Today we re-hear the story of our identity, the story of God’s saving work in Jesus, and we re-member our place in the people he has claimed for his own.
But that crowd in the desert wasn’t a select few. It was an enormous multitude, everyone and anyone, all sorts and conditions. Everyone has a place in the story of salvation which we tell. Everyone can find, if they will, that they too are called out of the old order of sin and death to new life in Christ.

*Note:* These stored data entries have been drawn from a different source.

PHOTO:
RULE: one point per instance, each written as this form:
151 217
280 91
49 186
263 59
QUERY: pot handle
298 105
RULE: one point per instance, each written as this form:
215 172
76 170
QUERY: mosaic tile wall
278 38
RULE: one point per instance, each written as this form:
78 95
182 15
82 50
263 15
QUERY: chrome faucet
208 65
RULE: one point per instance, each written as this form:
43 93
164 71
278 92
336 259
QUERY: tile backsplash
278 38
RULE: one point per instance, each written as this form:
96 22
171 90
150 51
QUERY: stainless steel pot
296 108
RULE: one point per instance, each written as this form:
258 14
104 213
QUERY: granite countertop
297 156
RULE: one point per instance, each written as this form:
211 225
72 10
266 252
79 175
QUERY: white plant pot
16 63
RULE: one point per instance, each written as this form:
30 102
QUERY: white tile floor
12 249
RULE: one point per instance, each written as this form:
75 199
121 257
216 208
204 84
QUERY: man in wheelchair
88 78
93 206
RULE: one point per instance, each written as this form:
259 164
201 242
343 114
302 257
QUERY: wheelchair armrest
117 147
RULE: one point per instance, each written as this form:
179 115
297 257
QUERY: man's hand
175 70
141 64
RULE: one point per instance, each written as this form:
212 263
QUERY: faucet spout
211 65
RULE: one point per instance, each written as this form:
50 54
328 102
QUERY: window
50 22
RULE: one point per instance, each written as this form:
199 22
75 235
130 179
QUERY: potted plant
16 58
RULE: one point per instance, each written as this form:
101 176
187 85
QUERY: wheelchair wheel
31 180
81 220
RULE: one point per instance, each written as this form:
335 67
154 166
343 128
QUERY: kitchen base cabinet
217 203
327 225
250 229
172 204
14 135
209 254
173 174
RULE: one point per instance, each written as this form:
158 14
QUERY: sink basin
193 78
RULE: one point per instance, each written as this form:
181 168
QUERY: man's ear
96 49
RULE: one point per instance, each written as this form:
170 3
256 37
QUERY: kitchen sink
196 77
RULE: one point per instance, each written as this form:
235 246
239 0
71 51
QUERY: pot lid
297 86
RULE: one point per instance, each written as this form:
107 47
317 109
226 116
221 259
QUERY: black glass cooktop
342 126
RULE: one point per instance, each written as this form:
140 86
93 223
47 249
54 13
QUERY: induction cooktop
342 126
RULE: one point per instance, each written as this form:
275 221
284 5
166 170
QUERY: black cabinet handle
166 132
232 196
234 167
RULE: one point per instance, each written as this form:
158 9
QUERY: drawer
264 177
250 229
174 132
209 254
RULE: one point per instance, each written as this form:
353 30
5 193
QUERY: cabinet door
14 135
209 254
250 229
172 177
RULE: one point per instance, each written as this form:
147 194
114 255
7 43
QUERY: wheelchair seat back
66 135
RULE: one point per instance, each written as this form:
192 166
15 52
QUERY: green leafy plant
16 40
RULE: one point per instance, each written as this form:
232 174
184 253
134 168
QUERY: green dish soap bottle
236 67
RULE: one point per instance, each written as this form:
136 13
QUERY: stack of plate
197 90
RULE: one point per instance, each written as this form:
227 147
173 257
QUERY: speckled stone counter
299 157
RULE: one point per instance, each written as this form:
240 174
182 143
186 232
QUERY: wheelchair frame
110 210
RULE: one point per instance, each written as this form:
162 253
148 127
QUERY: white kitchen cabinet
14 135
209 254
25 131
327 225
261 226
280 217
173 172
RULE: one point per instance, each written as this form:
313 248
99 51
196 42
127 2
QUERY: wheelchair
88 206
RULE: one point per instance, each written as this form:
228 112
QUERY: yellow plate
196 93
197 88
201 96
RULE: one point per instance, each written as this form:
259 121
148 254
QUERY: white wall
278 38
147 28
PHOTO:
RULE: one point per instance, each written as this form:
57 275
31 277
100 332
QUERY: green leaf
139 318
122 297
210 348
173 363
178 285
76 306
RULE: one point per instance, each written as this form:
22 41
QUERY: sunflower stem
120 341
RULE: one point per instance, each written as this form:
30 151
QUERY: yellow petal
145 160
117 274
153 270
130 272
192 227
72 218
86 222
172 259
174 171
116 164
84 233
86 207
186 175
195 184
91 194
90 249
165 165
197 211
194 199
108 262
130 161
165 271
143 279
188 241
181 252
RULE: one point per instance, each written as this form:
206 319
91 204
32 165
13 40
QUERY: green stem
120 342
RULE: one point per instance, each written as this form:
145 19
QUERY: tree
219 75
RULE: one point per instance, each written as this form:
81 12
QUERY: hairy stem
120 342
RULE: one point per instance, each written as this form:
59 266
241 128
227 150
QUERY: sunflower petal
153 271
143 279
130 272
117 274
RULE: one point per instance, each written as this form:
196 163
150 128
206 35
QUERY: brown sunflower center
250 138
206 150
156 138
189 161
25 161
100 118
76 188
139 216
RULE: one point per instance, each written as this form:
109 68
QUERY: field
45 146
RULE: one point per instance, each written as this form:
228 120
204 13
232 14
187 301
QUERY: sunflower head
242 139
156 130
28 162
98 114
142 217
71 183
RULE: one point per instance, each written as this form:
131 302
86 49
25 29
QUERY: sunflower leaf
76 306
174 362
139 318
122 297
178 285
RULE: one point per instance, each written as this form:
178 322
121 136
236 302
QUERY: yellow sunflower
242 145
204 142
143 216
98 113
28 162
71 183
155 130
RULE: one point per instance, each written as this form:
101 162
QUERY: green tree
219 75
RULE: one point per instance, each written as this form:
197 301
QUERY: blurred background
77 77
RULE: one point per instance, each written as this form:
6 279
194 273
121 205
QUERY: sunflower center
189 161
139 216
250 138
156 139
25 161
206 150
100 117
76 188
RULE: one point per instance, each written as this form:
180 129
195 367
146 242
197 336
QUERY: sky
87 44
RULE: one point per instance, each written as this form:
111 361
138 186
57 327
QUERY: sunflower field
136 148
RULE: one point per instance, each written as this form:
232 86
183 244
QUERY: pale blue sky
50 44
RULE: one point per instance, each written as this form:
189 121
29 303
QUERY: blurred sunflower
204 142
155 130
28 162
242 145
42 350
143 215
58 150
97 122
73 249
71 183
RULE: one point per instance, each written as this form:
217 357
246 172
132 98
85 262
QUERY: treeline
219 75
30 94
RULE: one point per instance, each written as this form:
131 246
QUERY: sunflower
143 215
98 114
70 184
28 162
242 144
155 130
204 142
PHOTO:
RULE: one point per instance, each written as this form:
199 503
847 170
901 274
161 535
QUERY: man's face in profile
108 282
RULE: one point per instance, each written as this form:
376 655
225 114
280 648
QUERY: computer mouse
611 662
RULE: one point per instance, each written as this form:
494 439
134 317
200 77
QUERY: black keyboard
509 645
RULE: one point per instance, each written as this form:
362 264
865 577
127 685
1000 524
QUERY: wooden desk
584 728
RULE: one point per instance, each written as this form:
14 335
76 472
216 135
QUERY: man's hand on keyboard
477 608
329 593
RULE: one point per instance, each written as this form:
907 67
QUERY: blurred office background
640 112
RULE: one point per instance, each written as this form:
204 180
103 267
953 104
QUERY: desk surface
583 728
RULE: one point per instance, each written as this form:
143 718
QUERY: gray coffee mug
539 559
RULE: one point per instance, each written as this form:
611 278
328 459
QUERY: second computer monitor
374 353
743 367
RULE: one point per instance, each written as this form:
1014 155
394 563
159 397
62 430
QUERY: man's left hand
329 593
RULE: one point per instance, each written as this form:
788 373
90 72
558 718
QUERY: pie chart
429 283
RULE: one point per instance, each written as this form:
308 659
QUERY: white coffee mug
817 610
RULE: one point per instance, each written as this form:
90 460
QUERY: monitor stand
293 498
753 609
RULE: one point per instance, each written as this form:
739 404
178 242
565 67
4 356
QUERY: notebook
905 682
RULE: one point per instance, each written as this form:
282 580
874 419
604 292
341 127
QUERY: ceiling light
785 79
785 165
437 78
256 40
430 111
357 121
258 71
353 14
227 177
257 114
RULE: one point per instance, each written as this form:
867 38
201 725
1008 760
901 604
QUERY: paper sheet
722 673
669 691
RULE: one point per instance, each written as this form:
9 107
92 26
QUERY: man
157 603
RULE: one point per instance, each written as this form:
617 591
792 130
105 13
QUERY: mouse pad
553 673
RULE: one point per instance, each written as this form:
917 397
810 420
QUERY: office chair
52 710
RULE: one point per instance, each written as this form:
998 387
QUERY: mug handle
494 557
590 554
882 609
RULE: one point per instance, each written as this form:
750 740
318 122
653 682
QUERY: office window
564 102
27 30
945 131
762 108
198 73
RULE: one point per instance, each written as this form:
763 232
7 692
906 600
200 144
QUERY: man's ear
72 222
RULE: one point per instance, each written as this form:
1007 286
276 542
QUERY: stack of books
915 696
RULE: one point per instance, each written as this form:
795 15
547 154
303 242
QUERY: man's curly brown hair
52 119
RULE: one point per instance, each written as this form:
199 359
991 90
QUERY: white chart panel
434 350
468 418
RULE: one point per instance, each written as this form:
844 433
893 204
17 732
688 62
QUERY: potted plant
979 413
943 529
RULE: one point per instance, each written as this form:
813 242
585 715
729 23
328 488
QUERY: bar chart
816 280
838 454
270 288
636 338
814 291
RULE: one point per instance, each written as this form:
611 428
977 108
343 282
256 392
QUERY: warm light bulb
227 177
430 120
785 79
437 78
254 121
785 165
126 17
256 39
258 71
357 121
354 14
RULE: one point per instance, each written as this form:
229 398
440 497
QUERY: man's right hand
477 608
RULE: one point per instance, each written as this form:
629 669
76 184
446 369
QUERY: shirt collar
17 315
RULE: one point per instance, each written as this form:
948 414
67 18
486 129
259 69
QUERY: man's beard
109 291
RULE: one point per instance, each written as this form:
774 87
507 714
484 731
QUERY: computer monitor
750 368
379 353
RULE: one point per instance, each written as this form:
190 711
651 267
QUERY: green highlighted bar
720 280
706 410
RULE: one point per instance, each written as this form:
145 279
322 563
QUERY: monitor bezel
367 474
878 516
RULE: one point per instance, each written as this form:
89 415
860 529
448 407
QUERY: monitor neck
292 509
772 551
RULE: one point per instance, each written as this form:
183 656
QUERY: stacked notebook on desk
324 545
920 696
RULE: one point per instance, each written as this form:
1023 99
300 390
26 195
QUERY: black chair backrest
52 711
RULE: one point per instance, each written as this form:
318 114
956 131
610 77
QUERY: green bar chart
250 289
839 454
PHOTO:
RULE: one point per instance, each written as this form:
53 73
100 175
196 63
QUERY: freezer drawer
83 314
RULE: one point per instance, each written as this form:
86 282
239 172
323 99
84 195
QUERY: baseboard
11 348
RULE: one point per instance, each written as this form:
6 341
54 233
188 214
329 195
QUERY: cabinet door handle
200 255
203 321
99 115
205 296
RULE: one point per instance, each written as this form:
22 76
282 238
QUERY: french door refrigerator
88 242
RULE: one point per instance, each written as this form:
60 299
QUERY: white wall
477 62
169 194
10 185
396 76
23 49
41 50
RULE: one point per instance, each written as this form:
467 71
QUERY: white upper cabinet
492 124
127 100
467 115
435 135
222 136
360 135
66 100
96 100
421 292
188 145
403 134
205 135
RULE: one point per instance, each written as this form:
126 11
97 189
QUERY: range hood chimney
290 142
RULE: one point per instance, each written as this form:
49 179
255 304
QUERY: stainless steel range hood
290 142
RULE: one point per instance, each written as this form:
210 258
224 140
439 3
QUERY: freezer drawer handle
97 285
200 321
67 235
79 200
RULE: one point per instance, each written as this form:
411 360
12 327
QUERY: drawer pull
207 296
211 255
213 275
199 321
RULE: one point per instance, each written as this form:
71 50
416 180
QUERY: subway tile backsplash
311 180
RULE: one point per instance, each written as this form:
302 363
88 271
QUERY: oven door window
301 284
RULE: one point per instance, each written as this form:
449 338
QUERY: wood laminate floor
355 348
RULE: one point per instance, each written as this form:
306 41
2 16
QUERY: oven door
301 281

Our challenge is to live the story we tell in a way that makes a difference not just to us but to those around us. It is to live the story in a way which rekindles the imagination of a society which, perhaps, has forgotten that there might be any other way of living than that old order of sin and death. Our challenge is to live the story that makes love real in a world where love has grown cold.
Does that seem too much of a task for our meagre resources? Fear not. For the story is the story of Jesus, who brings abundance out of our poverty. Five loaves and two fishes were enough to feed the multitude; our own poor love, if we will offer it to him, he will transform. And it will be enough, and more besides.